Although Salaman does not have the weight of precedent in his favor, I think his arguments on their merits are compelling in light of the reasoning and rationale of the Supreme Court’s decision in Carpenter v. United States, 585 U.S. 296, 138 S. Ct. 2206, 201 L. Ed. 2d 507 (2018). In Carpenter, the Supreme Court ruled that it intruded upon a reasonable expectation of privacy for the government to subpoena a person’s cellphone company for records showing the person’s historical location information over the course of seven or more days. The government “invaded Carpenter’s reasonable expectation of privacy in the whole of his physical movements.” Id. at 313.

Courts have distinguished Carpenter on the ground that a pole camera reveals information about just one location rather than the whole of one’s movements. Thus, for example, the Seventh Circuit in Tuggle observed that “the stationary cameras placed around Tuggle’s house captured an important sliver of Tuggle’s life, but they did not paint the type of exhaustive picture of his every movement that the Supreme Court has frowned upon.” 4 F.4th at 524.

Fair enough.
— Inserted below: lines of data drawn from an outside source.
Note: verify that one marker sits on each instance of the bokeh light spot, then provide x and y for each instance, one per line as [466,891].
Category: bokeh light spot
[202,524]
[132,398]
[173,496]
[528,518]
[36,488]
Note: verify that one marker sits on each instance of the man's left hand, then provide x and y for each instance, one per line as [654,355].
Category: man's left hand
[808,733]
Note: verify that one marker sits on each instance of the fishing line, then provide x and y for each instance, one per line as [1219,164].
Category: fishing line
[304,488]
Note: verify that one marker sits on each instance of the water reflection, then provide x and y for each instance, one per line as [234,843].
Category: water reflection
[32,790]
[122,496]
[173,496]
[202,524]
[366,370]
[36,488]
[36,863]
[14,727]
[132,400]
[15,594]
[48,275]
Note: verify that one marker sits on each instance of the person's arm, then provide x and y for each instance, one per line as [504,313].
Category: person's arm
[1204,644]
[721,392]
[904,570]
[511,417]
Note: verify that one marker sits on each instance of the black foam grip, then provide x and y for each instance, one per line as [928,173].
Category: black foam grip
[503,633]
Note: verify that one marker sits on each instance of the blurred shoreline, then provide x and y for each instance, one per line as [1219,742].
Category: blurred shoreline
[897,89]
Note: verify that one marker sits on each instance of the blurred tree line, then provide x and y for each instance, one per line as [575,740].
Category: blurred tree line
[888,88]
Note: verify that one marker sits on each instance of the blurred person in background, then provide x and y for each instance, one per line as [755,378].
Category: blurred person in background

But, in my view, these courts do not give enough weight to the ways that non-stop pole camera surveillance of someone’s home is even more intrusive than tracking their various locations outside the home.

Start with the fact that the camera focuses on the home. As the Supreme Court has ruled, “when it comes to the Fourth Amendment, the home is first among equals,” and “[a]t the Amendment’s very core stands the right of a man to retreat into his own home and there be free from unreasonable governmental intrusion.” Florida v. Jardines, 569 U.S. 1, 6, 133 S. Ct. 1409, 185 L. Ed. 2d 495 (2013) (Scalia, J.). True enough, the pole camera does not expose intimacies inside the home, but it burdens a person’s right to retreat to their home if the government tracks their every entry and exit as well as all others whom they may invite to their home.